Six days went by in this way and it appeared as if all danger was past. The party had been making towards a low range of hills on the western horizon, and on the seventh day the plant passed up a little valley and halted on the top for midday camp.
Through the clean sun-filled air of Central Australia the view was so clear that all sense of distance was lost, and objects many days away seemed no farther off than a few hours' ride. The character of the country was the same as that which they had travelled over since leaving Oodnadatta: masses of scanty mulga scrub standing out dark on a landscape of vast bare plains or rolling sand-hills. Far away, a pale-blue silhouette against the bright north-west sky, was a range of high mountains.
"Those are the Musgraves," said Mick, in answer to a question. "That's where those niggers come from who speared my two horses."
"Are the niggers very wild?" asked Sax, thinking of his father.

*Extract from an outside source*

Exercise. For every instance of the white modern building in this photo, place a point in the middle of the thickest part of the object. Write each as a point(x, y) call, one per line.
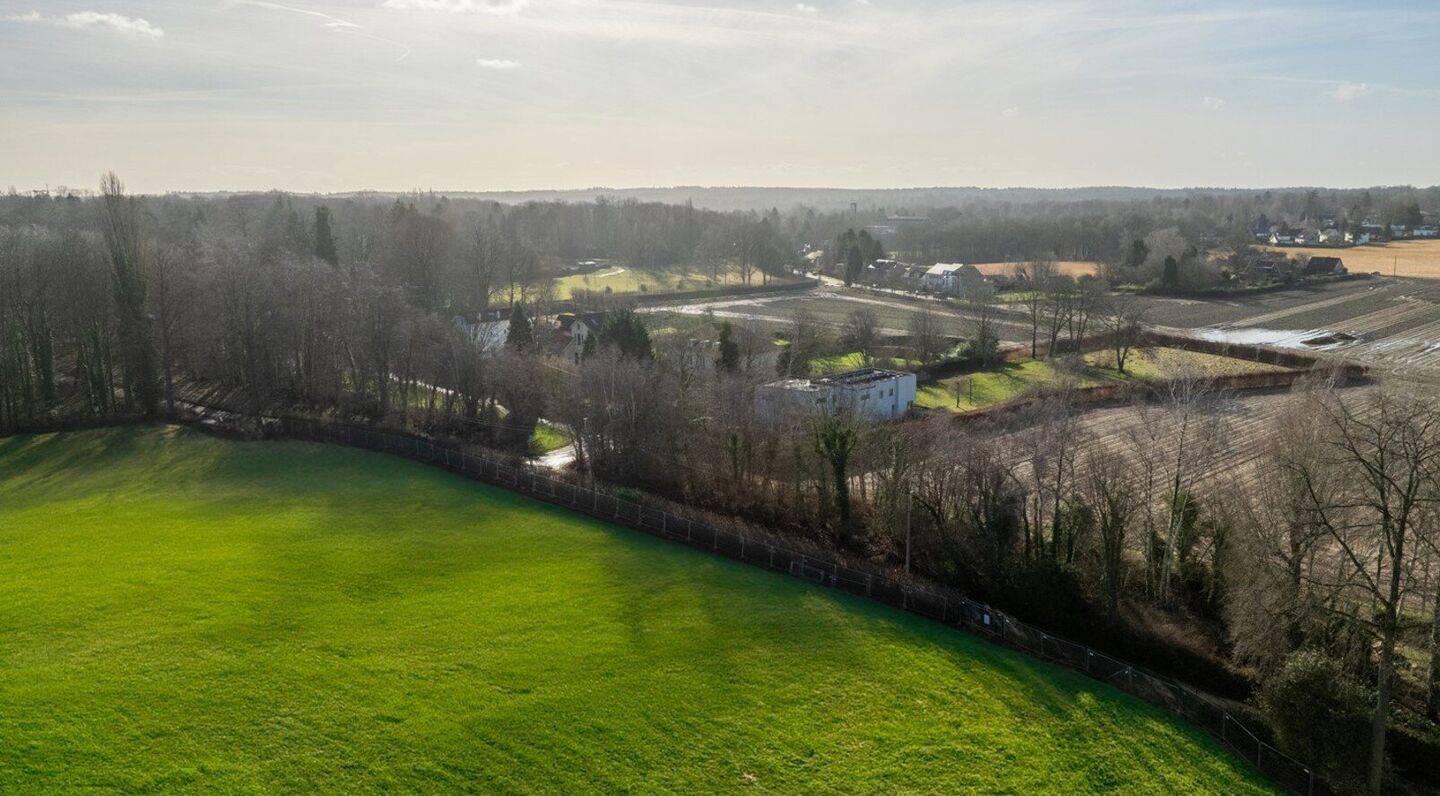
point(870, 392)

"They're the last that really are wild in this part of the country," answered the drover. "The rest have either come in and made camps near stations, or cleared right out into West Australia."
"Are there many of them?" asked Vaughan.
"Nobody really knows," replied Mick. "The Musgraves is a big slice of country, as you can see, and it stretches back for a couple of hundred miles north. They say there's plenty of water and game in those mountains. Chaps used to go there after gold, but so few of them came back that they chucked it and left the place alone. The Musgraves have got a bad name."

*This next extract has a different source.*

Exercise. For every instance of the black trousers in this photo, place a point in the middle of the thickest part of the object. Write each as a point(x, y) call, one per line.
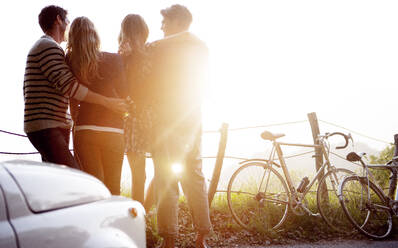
point(53, 145)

Mick Darby did not know that everything he said had a very personal application to one at least of his companions. The words of his father's note kept ringing in Sax's ears: "In difficulties. Musgrave Ranges. In difficulties. Musgrave Ranges," and his vivid imagination filled all sorts of details into the drover's bare statements about the dangers of the place. He noticed Yarloo looking intently at the distant peaks, and when he caught the boy's eye, a significant glance passed between them. They were both thinking of the lonely white man.
But imaginary dangers soon gave place to present interests. The saddle of the hills where they were camped was the eastern boundary of Sidcotinga Station, the run on which Mick was going to take up the duties of head stockman, and the boys were keen to note every landmark which he pointed out.